Attraverso lunghi piani sequenza, seguendo la struttura classica del documentariodi intervista, Andrea Segre ci restituisce i volti e le voci dei protagonisti di una delle più tristi pagine d'intolleranza vissute nel nostro Paese: il 7 gennaio 2010 i braccianti africani sfruttati negli aranceti calabresi di Rosarno scesero in piazza per protestare contro una situazione di degrado e di sfruttamento nella quale vivevano da ormai troppi anni. La risposta violenta dello Stato fu quella della repressione e dello sgombero forzato che doveva risolvere il problema perché “noi stiamo con gli italiani senza se e senza ma”, dichiarò il ministro Carfagna.
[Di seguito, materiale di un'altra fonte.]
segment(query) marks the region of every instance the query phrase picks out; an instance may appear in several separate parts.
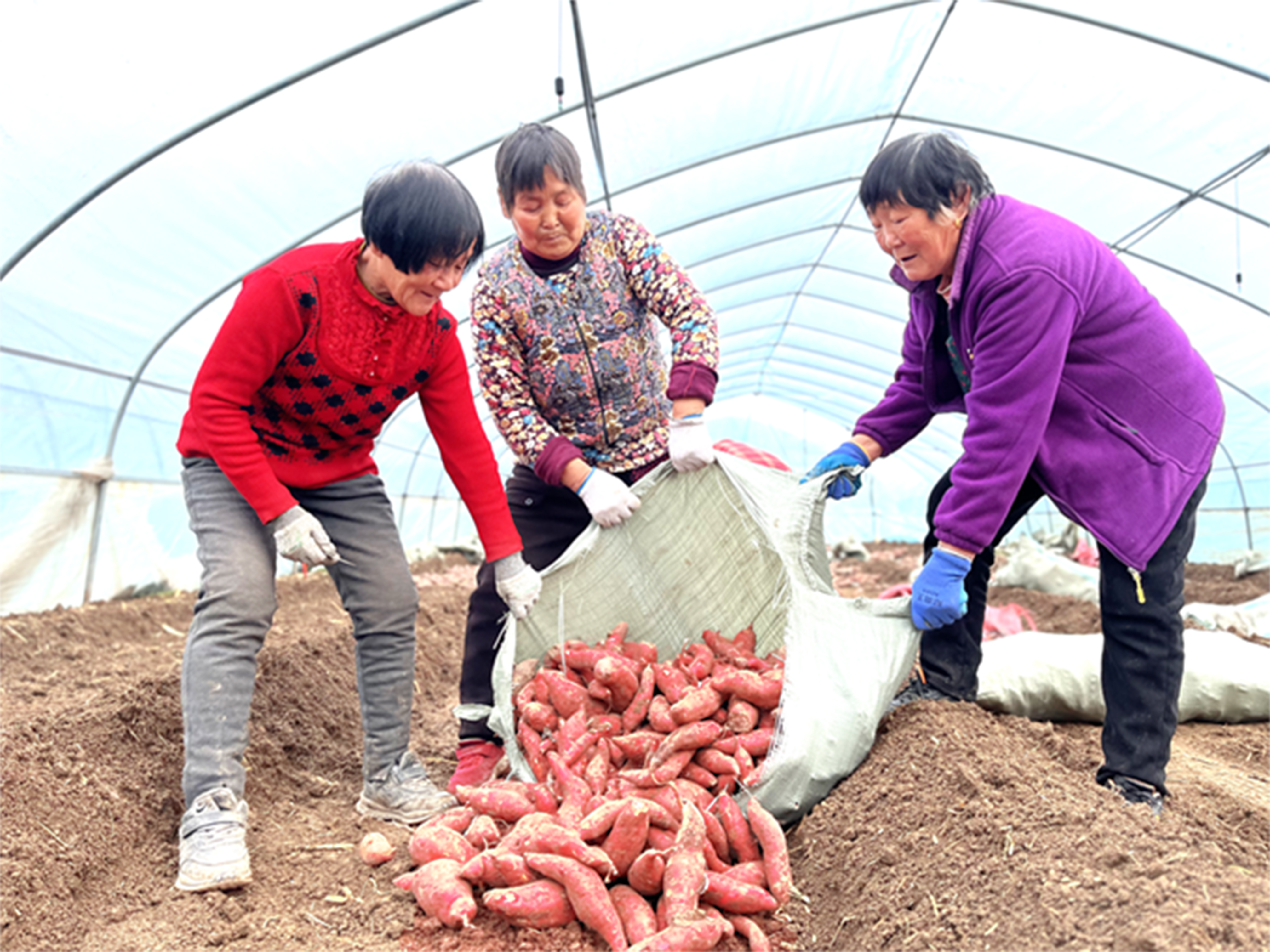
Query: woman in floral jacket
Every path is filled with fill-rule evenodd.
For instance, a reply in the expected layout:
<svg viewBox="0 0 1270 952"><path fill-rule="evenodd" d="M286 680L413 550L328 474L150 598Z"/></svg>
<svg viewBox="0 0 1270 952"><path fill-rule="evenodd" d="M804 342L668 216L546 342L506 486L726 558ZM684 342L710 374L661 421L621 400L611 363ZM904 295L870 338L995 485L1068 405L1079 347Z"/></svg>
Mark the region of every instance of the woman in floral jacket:
<svg viewBox="0 0 1270 952"><path fill-rule="evenodd" d="M522 126L495 157L499 199L517 241L481 268L472 333L481 388L516 453L512 519L536 569L592 519L610 528L639 508L630 490L669 458L714 461L702 411L714 399L714 312L660 242L625 215L587 211L573 143ZM658 343L671 333L671 366ZM460 699L493 703L494 642L507 607L486 564L467 613ZM488 779L500 741L480 720L460 726L451 790Z"/></svg>

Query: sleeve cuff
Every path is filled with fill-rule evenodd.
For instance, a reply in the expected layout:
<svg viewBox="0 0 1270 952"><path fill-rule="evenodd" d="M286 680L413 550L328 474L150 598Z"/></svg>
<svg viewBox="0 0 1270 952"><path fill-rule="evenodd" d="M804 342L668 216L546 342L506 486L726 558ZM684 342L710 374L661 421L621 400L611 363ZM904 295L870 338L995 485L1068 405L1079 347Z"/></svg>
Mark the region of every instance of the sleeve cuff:
<svg viewBox="0 0 1270 952"><path fill-rule="evenodd" d="M715 385L719 374L704 363L696 360L683 360L671 367L671 382L665 387L665 395L671 400L697 399L705 400L706 406L714 402Z"/></svg>
<svg viewBox="0 0 1270 952"><path fill-rule="evenodd" d="M563 486L564 467L585 457L568 437L552 437L533 463L533 473L549 486Z"/></svg>

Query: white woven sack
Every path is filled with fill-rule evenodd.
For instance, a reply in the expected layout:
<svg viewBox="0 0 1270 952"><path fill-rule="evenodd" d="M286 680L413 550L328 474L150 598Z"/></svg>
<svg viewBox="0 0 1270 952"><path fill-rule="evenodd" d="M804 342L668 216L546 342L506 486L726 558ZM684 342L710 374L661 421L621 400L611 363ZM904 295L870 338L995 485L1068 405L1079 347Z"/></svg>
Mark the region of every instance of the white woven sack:
<svg viewBox="0 0 1270 952"><path fill-rule="evenodd" d="M592 523L552 564L528 619L508 618L494 665L490 727L513 772L532 779L516 743L512 678L556 642L594 644L618 622L673 658L712 628L752 625L757 652L786 649L785 693L762 781L752 793L782 821L824 798L869 753L903 683L918 632L908 599L848 600L829 581L824 484L719 454L692 473L664 465L635 486L622 526ZM848 503L845 503L845 505Z"/></svg>
<svg viewBox="0 0 1270 952"><path fill-rule="evenodd" d="M1099 600L1099 570L1043 547L1030 536L997 546L1006 557L992 572L993 585L1013 585L1050 595Z"/></svg>
<svg viewBox="0 0 1270 952"><path fill-rule="evenodd" d="M1224 631L1182 633L1179 721L1270 720L1270 649ZM1034 721L1091 721L1102 702L1102 636L1025 631L986 641L979 704Z"/></svg>

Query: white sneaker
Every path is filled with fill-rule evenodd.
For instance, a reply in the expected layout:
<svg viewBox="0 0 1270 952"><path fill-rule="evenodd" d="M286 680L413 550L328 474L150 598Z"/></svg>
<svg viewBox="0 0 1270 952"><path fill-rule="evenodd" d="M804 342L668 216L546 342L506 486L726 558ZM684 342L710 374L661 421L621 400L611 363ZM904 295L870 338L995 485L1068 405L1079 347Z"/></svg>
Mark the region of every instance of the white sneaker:
<svg viewBox="0 0 1270 952"><path fill-rule="evenodd" d="M246 801L226 787L210 790L194 800L180 817L177 889L202 892L251 882L246 816Z"/></svg>
<svg viewBox="0 0 1270 952"><path fill-rule="evenodd" d="M382 776L366 781L357 812L414 826L452 806L458 801L437 790L419 758L406 750Z"/></svg>

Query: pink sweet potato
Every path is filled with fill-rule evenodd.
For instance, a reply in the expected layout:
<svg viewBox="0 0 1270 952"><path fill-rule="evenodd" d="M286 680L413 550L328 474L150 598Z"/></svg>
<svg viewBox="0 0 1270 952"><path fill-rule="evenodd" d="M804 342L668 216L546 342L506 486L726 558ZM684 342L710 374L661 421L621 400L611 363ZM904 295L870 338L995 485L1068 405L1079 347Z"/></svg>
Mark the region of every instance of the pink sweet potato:
<svg viewBox="0 0 1270 952"><path fill-rule="evenodd" d="M396 848L382 833L367 833L357 844L357 857L367 866L380 866L396 856Z"/></svg>
<svg viewBox="0 0 1270 952"><path fill-rule="evenodd" d="M653 906L630 886L618 883L608 889L617 918L622 920L626 941L631 944L643 942L657 932L657 913Z"/></svg>
<svg viewBox="0 0 1270 952"><path fill-rule="evenodd" d="M751 797L745 815L749 817L749 829L753 830L758 848L763 853L767 889L776 897L779 905L785 905L790 901L794 889L794 872L790 867L790 850L785 840L785 830L756 797Z"/></svg>
<svg viewBox="0 0 1270 952"><path fill-rule="evenodd" d="M551 853L530 853L525 857L535 872L555 880L565 887L574 914L584 925L594 929L613 952L626 952L626 933L613 908L613 900L605 889L599 873L577 859Z"/></svg>
<svg viewBox="0 0 1270 952"><path fill-rule="evenodd" d="M701 892L701 899L725 913L751 915L754 913L772 913L776 910L776 899L762 886L752 886L748 882L732 876L706 872L706 887Z"/></svg>
<svg viewBox="0 0 1270 952"><path fill-rule="evenodd" d="M753 919L747 919L743 915L729 915L728 922L749 943L749 952L772 952L772 943L767 938L767 933Z"/></svg>
<svg viewBox="0 0 1270 952"><path fill-rule="evenodd" d="M555 880L535 880L523 886L489 890L481 896L481 905L523 929L552 929L578 918L565 887Z"/></svg>
<svg viewBox="0 0 1270 952"><path fill-rule="evenodd" d="M683 697L671 704L671 720L676 724L691 724L711 717L723 707L723 694L709 684L690 688Z"/></svg>
<svg viewBox="0 0 1270 952"><path fill-rule="evenodd" d="M706 881L706 825L693 803L683 805L683 823L665 858L662 901L667 925L690 922L697 914L697 897Z"/></svg>
<svg viewBox="0 0 1270 952"><path fill-rule="evenodd" d="M458 876L458 868L457 859L433 859L409 877L419 908L451 929L471 925L476 916L471 883Z"/></svg>
<svg viewBox="0 0 1270 952"><path fill-rule="evenodd" d="M754 842L754 834L749 831L749 823L745 820L745 814L742 812L737 801L728 795L720 796L715 801L715 812L719 816L719 824L723 826L724 834L728 836L728 844L732 847L732 853L735 856L737 862L747 863L759 859L761 854L758 844Z"/></svg>
<svg viewBox="0 0 1270 952"><path fill-rule="evenodd" d="M665 853L660 849L645 849L626 871L626 882L644 896L655 896L662 891L662 877L665 875Z"/></svg>
<svg viewBox="0 0 1270 952"><path fill-rule="evenodd" d="M622 711L622 734L630 734L639 727L648 717L648 706L653 699L653 691L657 688L657 671L653 665L645 665L639 675L639 687L630 704Z"/></svg>
<svg viewBox="0 0 1270 952"><path fill-rule="evenodd" d="M493 816L485 816L485 814L480 814L474 819L471 825L464 831L464 839L476 847L476 849L489 849L502 838L503 834L498 829L498 823Z"/></svg>
<svg viewBox="0 0 1270 952"><path fill-rule="evenodd" d="M631 946L631 952L707 952L719 944L725 927L721 918L712 915L668 925Z"/></svg>
<svg viewBox="0 0 1270 952"><path fill-rule="evenodd" d="M424 824L410 834L410 858L423 866L433 859L453 859L460 864L476 856L476 848L461 833L439 824Z"/></svg>
<svg viewBox="0 0 1270 952"><path fill-rule="evenodd" d="M618 876L625 876L635 857L644 852L652 823L652 801L627 800L626 809L617 815L612 830L605 838L601 848L612 859Z"/></svg>
<svg viewBox="0 0 1270 952"><path fill-rule="evenodd" d="M455 796L464 806L505 823L533 812L533 803L525 793L505 787L457 787Z"/></svg>

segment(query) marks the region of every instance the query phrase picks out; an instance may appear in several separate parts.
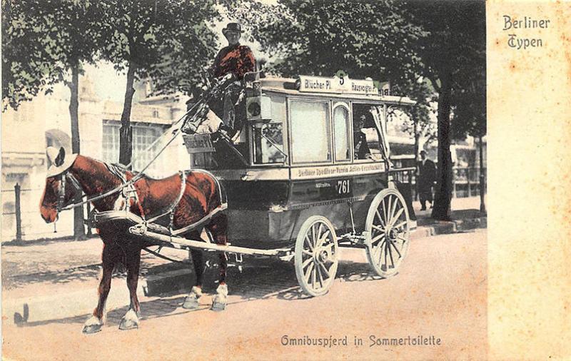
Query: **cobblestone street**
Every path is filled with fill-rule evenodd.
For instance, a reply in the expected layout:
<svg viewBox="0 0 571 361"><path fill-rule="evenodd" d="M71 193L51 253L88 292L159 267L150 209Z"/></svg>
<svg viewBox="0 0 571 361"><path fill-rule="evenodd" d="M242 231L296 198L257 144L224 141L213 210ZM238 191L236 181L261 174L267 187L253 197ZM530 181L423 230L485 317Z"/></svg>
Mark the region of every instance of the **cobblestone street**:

Senza che gli italiani ne conoscessero l'esatta destinazione, tanti giovani uomini fuggiti dalle miseria e da sanguinosi conflitti in Africa, da anni vittime della ‘ndrangheta che controlla l'intero territorio e che li lasciava lavorare nei campi per 13-15 ore al giorno per una paga di 25 euro, non sempre garantita, scompaiono.
Offrire ad alcuni di loro una telecamera per raccontare quei giorni, ascoltare la loro richiesta di non essere dimenticati, è stato per Segre il modo per capire cosa “vive nel cuore, nell'anima, nella sua intelligenza una persona che capisce l'ingiustizia della propria esistenza, ma non può far altro che cercare di sopravviverne”, dichiara l'autore.
Incontrare le storie di Abraham, John, Amodou, Zongo, Jamadu, Kalifa a mesi ormai di distanza dai fatti è stato anche la possibilità per restituire all'Italia la propria memoria: quella di quei giorni di violenza e razzismo e quella – attraverso immagini di repertorio - di un Paese di forte immigrazione che ha dimenticato il coraggio e la volontà di riscatto di chi 50 anni fa in quelle stesse terre abbandonava ogni cosa per migliorare la propria esistenza. Le immagini di repertorio in bianco e nero e quelle interviste sono una testimonianza senza filtro e senza semplici clichè, dalle quali traspare la forza di un saper ancora raccontare la contemporaneità con emozione intensa.
Sangue verde come Magari le cose cambiano presente all'ultimo Torino film festival, rientra nel progetto ZaLab: uno spazio co-fondato dal regista all'interno del quale si producono laboratori di video partecipativo e documentari vissuti come forme di resistenza culturali.